Dear all,

I’m never sure whether this is appropriate/not on this list, but taking the 
risk I have some new articles out which might be of interest: some reflections 
on Trump, climate and energy transition; a follow-up piece on Syria and climate 
change; and a piece on energy demand policies. Abstracts and links below.

Best wishes
Jan



‘The Trump presidency, climate change, and the prospect of a disorderly energy 
transition’, Review of International Studies
This article reflects on the implications of the Trump presidency for global 
anthropogenic climate change and efforts to address it. Existing commentary, 
predicated on liberal institutionalist reasoning, has argued that neither 
Trump’s promised rollback of domestic climate-related funding and regulations, 
nor withdrawal from the Paris framework, will be as impactful as often feared. 
While broadly concurring, I nonetheless also in this article take a wider view, 
to argue that the Trump administration is likely to exacerbate several existing 
patterns and trends. I discuss four in particular: the general inadequacy of 
global greenhouse gas emissions reduction targets and implementation efforts; 
the inadequacy of contemporary climate financing; the embrace between populist 
conservatism and opposition to action on climate change; and not least, the 
current global oil and gas boom which, crucially, is being led by the US. I 
submit that these patterns and trends, and the Trump administration’s likely 
contributions to them, do not augur well for climate change mitigation, let 
alone for an orderly transition to a low-carbon global economy. Given current 
directions of travel, I suggest, this coming transition is likely to be deeply 
conflict-laden – probably violently so – and to have consequences that will 
reverberate right across mid-twentieth-century international order.

https://www.cambridge.org/core/journals/review-of-international-studies/article/trump-presidency-climate-change-and-the-prospect-of-a-disorderly-energy-transition/25455686A9E1853569592D9DDB307E21


‘Climate change and the Syrian civil war, part II: the Jazira’s agrarian 
crisis’, Geoforum
This article is the second in a series on the alleged links between climate 
change, drought and the onset of Syria’s civil war. In a previous article it 
was argued that there is little merit to the Syria-climate conflict thesis, 
including no clear evidence that drought-related migration contributed to civil 
war onset. Building on this earlier work, the present article investigates an 
issue which was not fully analysed in the previous one: the nature and causes 
of the pre-civil war agrarian crisis in Syria’s northeast Jazira region, and 
especially in the governorate of Hasakah. This crisis is usually represented as 
rooted essentially in a severe multi-year drought which, it is claimed, led to 
multiple crop failures and in turn large-scale migration. Here it is argued, by 
contrast, that the central causes of Hasakah’s agrarian crisis were long-term 
and structural, involving three main factors: extreme water resource 
degradation; deepening rural poverty; and underpinning these, specific features 
of Syria’s and Hasakah’s politics and political economy.
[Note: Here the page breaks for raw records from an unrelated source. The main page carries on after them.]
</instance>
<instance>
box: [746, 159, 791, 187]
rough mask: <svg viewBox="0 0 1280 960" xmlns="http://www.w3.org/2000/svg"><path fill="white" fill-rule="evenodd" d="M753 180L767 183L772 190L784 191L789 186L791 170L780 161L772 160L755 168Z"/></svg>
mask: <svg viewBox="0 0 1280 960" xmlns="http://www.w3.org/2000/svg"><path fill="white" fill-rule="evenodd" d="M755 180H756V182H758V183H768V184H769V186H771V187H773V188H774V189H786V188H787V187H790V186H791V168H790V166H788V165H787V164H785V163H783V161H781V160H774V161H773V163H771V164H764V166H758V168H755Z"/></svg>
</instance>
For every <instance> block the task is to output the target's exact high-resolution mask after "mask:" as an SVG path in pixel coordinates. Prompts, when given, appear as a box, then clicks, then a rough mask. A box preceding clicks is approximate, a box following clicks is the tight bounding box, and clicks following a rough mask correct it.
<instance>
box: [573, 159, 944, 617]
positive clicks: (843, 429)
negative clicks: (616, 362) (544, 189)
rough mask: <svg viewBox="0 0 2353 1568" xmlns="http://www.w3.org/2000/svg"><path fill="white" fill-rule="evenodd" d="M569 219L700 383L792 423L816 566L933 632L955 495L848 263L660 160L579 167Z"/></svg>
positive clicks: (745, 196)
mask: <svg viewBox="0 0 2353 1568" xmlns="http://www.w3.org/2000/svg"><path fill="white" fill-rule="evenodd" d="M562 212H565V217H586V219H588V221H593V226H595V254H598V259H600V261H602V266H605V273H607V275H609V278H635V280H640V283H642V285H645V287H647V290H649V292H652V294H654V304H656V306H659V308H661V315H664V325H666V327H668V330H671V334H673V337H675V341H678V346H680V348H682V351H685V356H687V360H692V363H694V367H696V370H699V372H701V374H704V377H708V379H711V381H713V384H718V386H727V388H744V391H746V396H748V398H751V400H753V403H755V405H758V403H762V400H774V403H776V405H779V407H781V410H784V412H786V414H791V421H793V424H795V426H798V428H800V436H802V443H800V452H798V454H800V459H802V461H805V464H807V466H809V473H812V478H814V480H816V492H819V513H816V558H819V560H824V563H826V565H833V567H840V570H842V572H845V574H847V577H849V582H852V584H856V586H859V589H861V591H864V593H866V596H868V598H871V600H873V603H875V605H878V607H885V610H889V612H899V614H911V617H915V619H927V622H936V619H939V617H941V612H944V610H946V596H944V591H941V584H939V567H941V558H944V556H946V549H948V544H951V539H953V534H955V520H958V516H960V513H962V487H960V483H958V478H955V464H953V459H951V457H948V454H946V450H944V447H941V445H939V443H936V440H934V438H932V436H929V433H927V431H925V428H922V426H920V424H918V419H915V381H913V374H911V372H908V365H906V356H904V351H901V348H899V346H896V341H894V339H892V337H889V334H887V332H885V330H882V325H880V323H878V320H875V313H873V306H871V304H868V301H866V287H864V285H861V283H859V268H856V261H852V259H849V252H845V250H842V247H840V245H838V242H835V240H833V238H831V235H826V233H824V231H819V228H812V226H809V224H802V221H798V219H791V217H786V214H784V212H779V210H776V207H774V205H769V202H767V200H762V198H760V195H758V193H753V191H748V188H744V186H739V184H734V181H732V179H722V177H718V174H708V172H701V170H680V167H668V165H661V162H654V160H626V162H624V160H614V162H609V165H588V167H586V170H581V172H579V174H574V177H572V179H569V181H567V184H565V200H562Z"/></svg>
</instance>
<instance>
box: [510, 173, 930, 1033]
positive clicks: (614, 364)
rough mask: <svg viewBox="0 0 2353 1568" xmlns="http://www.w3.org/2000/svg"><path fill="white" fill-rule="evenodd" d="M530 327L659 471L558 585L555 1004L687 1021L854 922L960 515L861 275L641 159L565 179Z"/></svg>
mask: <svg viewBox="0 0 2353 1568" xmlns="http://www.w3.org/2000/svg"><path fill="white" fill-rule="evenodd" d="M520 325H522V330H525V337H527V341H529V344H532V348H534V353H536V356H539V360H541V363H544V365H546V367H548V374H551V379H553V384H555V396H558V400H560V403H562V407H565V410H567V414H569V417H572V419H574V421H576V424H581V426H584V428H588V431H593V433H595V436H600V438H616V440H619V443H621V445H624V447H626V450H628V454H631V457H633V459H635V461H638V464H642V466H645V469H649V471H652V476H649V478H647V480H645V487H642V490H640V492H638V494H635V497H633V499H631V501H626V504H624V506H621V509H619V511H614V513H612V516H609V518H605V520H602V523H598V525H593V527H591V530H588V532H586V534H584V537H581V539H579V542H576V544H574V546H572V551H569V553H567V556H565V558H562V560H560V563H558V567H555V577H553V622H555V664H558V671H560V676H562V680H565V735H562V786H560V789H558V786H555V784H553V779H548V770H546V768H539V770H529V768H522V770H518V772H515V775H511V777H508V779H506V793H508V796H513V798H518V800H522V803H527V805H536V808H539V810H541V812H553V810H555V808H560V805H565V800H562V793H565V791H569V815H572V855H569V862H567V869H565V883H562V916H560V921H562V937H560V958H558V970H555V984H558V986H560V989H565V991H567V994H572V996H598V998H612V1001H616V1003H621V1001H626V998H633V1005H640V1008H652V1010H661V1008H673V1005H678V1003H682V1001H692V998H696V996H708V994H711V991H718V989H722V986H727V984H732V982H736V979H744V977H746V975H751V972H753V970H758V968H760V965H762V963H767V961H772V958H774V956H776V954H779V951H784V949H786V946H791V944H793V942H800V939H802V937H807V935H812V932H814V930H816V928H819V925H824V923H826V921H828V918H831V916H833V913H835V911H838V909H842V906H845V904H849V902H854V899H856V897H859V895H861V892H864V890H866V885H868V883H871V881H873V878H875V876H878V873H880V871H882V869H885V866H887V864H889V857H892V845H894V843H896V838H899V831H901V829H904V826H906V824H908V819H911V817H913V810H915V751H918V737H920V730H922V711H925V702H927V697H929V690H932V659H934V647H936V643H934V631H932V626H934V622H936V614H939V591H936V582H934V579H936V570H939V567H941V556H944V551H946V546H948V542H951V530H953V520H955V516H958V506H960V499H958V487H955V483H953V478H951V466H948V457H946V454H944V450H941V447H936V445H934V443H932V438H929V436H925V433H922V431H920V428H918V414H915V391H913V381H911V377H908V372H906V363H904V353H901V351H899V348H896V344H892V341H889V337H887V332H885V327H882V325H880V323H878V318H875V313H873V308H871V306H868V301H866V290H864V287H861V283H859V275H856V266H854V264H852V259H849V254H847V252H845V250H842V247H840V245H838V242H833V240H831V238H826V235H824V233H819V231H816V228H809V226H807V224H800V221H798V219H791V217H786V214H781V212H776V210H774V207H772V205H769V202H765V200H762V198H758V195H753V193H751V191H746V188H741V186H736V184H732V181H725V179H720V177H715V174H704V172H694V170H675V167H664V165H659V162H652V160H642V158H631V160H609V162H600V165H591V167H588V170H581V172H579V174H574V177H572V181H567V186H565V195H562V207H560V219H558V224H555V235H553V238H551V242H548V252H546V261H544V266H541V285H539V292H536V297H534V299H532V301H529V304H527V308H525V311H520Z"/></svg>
The article contends, 
most notably, that the exceptional severity of Hasakah’s crisis was a function 
of the nationwide collapse of Syria’s agrarian and rentier model of 
state-building and development, combined with Hasakah’s distinctive political 
geography as an ethnically contested borderland and frontier zone. I thus 
conclude that rather than supporting narratives of environmental 
scarcity-induced conflict, the Syrian case actually confirms the opposite: 
namely, political ecologists’ insistence on the centrality of the political, 
and of conflict, in causing environmental scarcities and insecurities.
https://www.sciencedirect.com/science/article/pii/S0016718518301829
'Invisible energy policies: A new agenda for energy demand reduction', Energy 
Policy (with Sarah Royston and Elizabeth Shove)

This article makes the case for a new and ambitious research and governance 
agenda for energy demand reduction. It argues that existing ‘demand-side’ 
approaches focused on promoting technological efficiency and informed 
individual consumption are unlikely to be adequate to achieving future carbon 
emissions reduction goals; it points out that very little attention has so far 
been paid to the impacts of non-energy policies on energy demand; and it 
submits that a much fuller integration of energy demand questions into policy 
is required. It advances a general framework, supported by illustrative 
examples, for understanding the impacts of ‘non-energy’ policies on energy 
demand. It reflects on why these connections have been so little explored and 
addressed within energy research and policy. And it argues that, for all their 
current ‘invisibility’, there is nonetheless scope for increasing the 
visibility of, and in effect ‘mainstreaming’, energy demand reduction 
objectives within other policy areas. Researchers and policymakers, we contend, 
need to develop better understandings of how energy demand might be made 
governable, and how non-energy policies might be revised, alone and in 
combination, to help steer long-term changes in energy demand.